Andrés Díaz is very active with the Díaz String Trio, featuring violinist Andres Cardenes and violist Roberto Díaz. At Carnegie Hall in April 2003, the trio performed the world premiere of a string trio written for them by Gunther Schuller. The trio has performed in the cities of Pittsburgh, Washington, Boston, Los Angeles, Miami; at the Kuhmo Festival in Finland and the International Festival of St. Cypriene in France; and they have toured extensively in South America, Mexico and Canada. The trio was invited by Isaac Stern to play at Carnegie Hall’s Centennial Celebration, and from 1994-96 it served as Trio in Residence at the Florida International University. They released its first recording featuring the music of Paganini on the Dorian label. A second recording is due for release in 2003 featuring music by Penderecki, Dohnayi, Beethoven.

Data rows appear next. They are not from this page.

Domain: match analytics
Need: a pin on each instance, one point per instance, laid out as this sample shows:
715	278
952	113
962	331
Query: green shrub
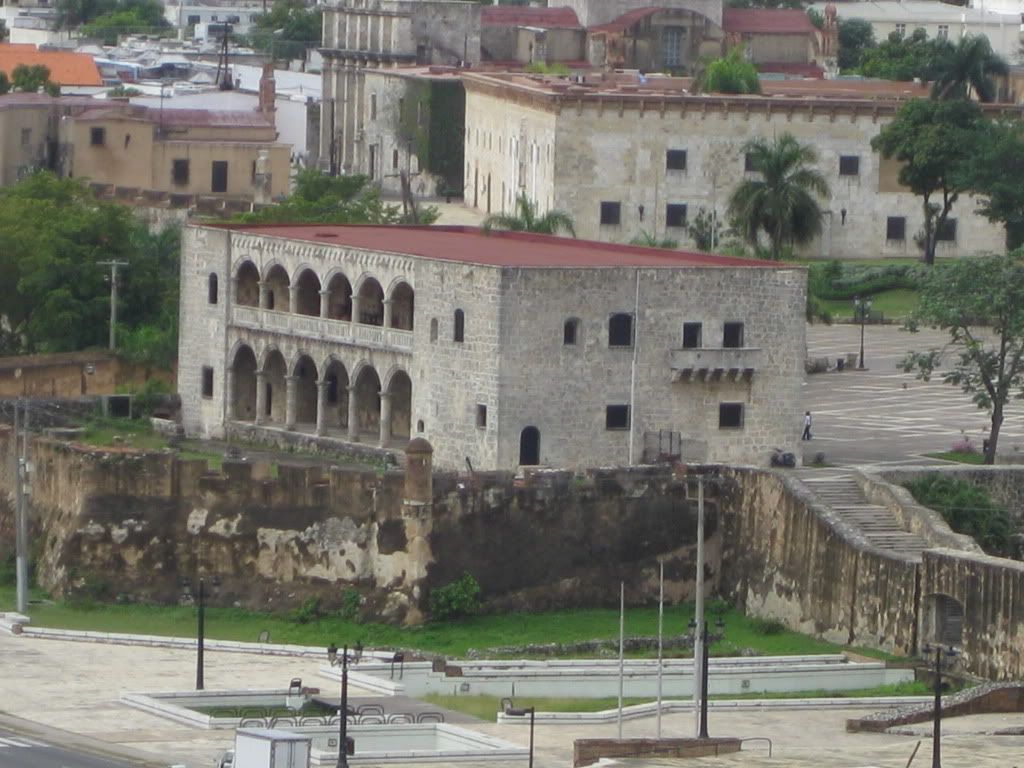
461	598
967	509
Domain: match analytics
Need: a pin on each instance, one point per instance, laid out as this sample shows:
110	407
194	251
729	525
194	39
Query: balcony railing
704	363
322	329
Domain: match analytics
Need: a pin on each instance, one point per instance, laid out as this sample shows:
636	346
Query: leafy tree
526	219
970	69
731	74
782	202
986	364
855	37
932	140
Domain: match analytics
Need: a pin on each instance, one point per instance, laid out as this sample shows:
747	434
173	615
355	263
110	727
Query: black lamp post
531	711
861	307
949	653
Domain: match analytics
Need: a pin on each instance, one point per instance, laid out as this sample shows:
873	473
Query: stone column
291	400
322	385
260	416
385	419
353	421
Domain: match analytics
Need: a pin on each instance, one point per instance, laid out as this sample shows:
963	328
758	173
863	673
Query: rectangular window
849	165
616	417
732	335
896	227
611	214
218	176
691	335
675	160
675	214
730	416
179	171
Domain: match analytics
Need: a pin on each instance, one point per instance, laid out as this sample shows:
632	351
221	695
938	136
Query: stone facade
604	144
501	360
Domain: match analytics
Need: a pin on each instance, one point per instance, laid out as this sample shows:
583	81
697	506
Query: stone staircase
839	491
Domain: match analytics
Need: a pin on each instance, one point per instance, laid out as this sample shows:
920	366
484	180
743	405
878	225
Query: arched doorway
529	446
276	289
275	395
400	389
247	285
307	301
401	306
244	371
305	391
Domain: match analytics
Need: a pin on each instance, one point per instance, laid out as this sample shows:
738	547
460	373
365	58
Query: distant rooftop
470	245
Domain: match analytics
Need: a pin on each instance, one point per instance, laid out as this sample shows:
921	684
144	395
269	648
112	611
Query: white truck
268	748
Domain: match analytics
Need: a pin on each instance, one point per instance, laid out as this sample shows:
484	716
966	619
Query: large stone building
625	155
505	349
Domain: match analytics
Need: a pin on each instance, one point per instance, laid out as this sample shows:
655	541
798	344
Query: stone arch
305	375
307	296
339	298
243	406
247	284
402	305
367	390
336	398
370	298
278	287
275	390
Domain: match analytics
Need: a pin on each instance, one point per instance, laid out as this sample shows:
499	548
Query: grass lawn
963	457
453	638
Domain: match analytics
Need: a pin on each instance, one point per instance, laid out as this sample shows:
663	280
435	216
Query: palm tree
782	201
525	219
970	67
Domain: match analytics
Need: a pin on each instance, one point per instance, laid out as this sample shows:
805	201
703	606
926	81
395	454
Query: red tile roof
517	15
767	22
470	245
66	68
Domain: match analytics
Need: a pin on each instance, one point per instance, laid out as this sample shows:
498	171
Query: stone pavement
884	416
75	686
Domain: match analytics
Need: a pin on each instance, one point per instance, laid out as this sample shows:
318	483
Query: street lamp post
531	711
861	307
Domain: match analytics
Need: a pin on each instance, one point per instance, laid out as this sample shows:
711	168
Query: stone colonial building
505	349
625	155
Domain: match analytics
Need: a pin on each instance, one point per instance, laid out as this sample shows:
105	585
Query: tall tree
971	68
782	202
526	219
932	140
980	302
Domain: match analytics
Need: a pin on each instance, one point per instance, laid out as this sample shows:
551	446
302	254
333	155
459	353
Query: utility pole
114	295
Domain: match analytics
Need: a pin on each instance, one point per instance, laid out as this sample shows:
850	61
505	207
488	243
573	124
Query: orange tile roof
66	68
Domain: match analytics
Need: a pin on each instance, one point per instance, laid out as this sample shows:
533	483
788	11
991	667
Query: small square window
611	214
616	417
896	228
732	335
675	160
207	382
730	416
691	335
849	165
675	214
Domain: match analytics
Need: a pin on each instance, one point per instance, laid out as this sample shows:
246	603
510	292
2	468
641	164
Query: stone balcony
323	329
704	364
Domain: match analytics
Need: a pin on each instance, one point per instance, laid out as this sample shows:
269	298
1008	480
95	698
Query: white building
505	349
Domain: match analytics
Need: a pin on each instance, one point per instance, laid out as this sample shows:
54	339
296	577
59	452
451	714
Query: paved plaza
884	416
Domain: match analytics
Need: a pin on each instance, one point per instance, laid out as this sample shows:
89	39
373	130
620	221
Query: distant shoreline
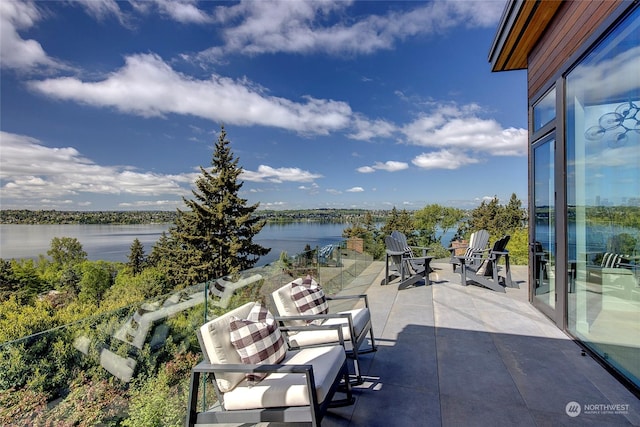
55	217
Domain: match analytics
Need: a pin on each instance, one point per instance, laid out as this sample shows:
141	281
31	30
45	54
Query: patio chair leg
345	386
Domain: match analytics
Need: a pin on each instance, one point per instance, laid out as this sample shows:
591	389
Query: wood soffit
523	23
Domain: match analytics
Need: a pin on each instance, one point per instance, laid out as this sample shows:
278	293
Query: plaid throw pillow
309	300
257	340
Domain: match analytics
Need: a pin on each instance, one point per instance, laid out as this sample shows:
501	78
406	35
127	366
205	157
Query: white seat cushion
360	319
290	389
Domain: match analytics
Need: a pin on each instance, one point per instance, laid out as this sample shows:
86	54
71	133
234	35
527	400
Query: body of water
113	242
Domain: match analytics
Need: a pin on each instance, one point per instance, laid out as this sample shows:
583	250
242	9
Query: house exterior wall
580	295
572	25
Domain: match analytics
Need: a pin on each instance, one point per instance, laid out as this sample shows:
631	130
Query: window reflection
545	110
603	194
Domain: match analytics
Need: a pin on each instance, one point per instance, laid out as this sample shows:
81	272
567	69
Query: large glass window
544	225
603	198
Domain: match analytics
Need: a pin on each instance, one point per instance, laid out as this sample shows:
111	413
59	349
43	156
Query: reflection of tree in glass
613	127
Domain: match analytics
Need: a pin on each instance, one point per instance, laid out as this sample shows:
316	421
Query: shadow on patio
451	355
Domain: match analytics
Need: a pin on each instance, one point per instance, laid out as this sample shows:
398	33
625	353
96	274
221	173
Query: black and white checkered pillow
309	300
257	339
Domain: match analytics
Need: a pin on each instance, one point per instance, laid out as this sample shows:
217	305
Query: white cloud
389	166
365	169
31	171
183	11
444	159
15	52
147	86
461	128
316	26
278	175
103	9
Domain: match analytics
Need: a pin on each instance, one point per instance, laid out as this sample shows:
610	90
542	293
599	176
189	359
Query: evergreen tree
137	259
216	234
66	251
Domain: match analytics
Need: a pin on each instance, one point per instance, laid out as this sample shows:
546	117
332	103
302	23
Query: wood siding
573	23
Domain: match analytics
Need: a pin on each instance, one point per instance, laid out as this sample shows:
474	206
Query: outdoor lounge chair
356	323
478	242
487	273
299	388
400	263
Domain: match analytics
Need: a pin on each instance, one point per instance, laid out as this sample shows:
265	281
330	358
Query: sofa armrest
283	319
336	328
344	297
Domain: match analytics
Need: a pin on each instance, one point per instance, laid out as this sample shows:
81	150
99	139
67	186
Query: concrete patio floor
450	355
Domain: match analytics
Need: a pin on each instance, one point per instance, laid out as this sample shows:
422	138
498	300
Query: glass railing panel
131	366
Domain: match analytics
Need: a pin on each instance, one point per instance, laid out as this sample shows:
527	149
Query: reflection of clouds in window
614	78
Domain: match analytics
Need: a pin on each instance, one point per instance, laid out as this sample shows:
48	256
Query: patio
462	356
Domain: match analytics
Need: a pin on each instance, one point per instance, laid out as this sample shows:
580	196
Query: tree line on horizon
211	238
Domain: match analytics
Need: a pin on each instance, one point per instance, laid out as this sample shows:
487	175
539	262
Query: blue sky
333	104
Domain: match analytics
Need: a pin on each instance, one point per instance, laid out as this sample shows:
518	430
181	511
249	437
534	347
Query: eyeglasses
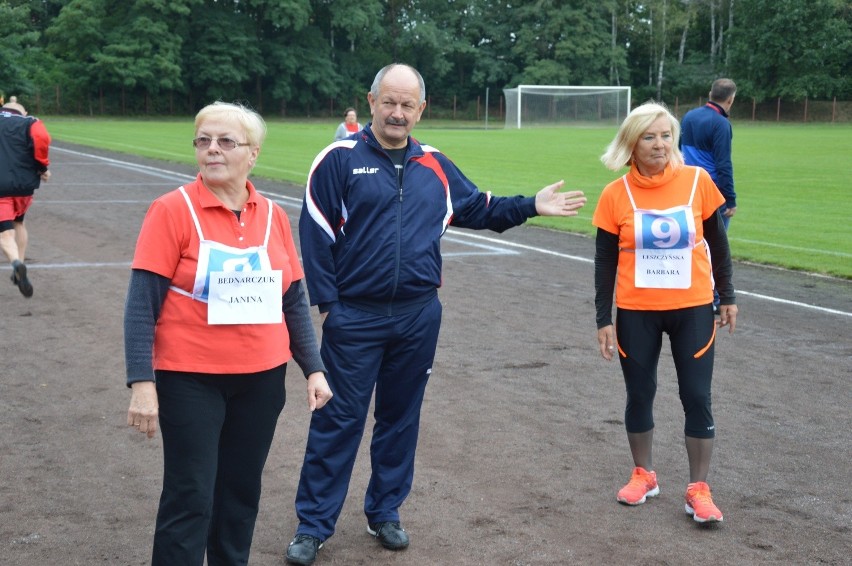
227	144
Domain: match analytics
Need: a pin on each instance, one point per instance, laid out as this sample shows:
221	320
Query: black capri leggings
692	333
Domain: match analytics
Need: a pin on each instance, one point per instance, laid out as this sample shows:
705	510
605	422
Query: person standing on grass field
348	126
706	136
24	162
374	212
215	310
657	228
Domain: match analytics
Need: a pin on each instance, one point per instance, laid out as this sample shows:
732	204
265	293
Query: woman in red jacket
215	310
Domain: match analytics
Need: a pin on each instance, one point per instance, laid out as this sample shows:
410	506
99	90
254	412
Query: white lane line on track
461	236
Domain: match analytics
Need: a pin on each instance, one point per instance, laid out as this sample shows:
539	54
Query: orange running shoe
642	484
699	504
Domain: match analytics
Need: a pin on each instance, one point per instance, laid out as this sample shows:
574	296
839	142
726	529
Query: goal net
541	105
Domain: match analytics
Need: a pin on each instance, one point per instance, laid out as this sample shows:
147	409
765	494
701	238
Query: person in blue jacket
705	141
375	209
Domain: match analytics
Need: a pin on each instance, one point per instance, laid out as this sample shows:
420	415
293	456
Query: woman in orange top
658	228
215	309
348	126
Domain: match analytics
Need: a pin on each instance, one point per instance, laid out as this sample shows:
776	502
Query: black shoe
390	534
303	550
19	278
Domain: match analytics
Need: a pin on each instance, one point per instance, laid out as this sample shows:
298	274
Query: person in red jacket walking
24	147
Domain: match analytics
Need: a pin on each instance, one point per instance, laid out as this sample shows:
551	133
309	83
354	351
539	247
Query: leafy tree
18	39
793	49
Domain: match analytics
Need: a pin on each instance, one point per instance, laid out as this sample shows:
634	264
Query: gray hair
251	121
619	152
374	89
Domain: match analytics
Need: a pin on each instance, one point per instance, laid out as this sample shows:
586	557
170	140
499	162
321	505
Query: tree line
300	57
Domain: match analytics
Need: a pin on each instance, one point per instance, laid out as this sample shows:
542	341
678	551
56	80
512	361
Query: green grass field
794	182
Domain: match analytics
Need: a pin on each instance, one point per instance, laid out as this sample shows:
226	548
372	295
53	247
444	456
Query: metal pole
486	108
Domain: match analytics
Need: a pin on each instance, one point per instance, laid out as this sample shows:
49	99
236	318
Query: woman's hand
606	341
319	393
144	408
727	317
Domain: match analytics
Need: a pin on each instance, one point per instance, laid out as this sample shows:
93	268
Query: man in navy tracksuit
705	141
375	209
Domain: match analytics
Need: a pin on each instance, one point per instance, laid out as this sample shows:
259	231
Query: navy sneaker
19	278
390	534
303	550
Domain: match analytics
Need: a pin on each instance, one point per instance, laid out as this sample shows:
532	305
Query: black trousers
217	431
692	334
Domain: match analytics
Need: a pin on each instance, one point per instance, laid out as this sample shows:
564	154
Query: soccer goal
542	105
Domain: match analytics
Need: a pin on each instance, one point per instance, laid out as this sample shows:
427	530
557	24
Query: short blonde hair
619	152
251	122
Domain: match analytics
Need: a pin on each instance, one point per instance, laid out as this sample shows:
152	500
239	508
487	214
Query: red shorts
13	208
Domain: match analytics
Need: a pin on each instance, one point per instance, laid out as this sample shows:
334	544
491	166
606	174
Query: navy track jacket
705	141
366	237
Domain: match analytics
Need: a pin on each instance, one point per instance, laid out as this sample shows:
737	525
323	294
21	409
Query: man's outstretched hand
550	202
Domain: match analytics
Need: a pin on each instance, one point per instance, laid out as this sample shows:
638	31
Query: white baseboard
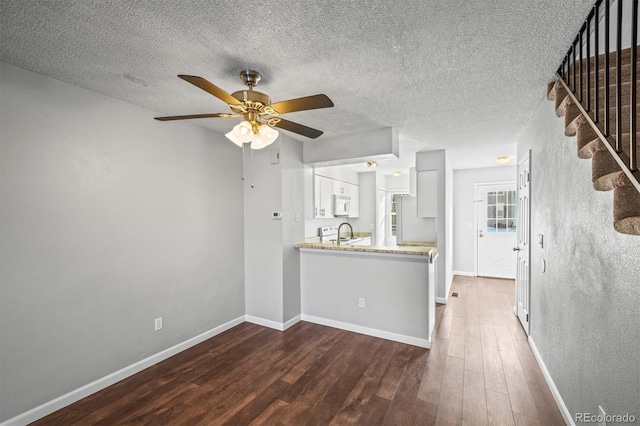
272	324
465	273
292	321
264	322
554	390
423	343
93	387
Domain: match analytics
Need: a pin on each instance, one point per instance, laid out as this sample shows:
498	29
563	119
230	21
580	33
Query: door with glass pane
523	248
497	213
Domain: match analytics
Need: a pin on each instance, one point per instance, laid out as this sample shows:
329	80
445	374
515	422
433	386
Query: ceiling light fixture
259	134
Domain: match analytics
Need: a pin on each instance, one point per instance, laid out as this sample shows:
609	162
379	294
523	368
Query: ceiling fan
258	113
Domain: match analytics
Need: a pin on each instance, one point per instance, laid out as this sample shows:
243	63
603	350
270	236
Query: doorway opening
496	229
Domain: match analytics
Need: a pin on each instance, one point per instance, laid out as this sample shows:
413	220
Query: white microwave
341	205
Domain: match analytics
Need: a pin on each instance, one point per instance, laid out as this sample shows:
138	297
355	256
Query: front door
523	248
496	206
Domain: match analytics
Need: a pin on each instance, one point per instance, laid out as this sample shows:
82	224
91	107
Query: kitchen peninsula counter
408	250
386	292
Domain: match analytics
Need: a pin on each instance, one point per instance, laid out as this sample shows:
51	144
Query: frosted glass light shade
268	133
233	138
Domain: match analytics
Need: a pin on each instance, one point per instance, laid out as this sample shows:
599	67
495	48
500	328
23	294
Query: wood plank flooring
479	371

Andrés Díaz was born in Santiago, Chile in 1964, and began studying the cello at the age of five. Three years later he moved to Atlanta, Georgia and studied at the Georgia Academy of Music with Martha Gerchefski. Mr. Díaz graduated from the New England Conservatory where he worked with Laurence Lesser and Colin Carr, and currently plays an active role in chamber music performances with the Conservatory’s faculty. He served for five years as Associate Professor of Cello at the Boston University and Co-Director of the Boston University Tanglewood Institute Quartet Program, resigning in September 2001. Mr. Díaz now lives in Dallas, Texas with his wife, Julie, and sons Peter Manuel and Gabriel Andrés. He plays a 1698 Matteo Goffriller Cello and a bow made by his father, Manuel Díaz.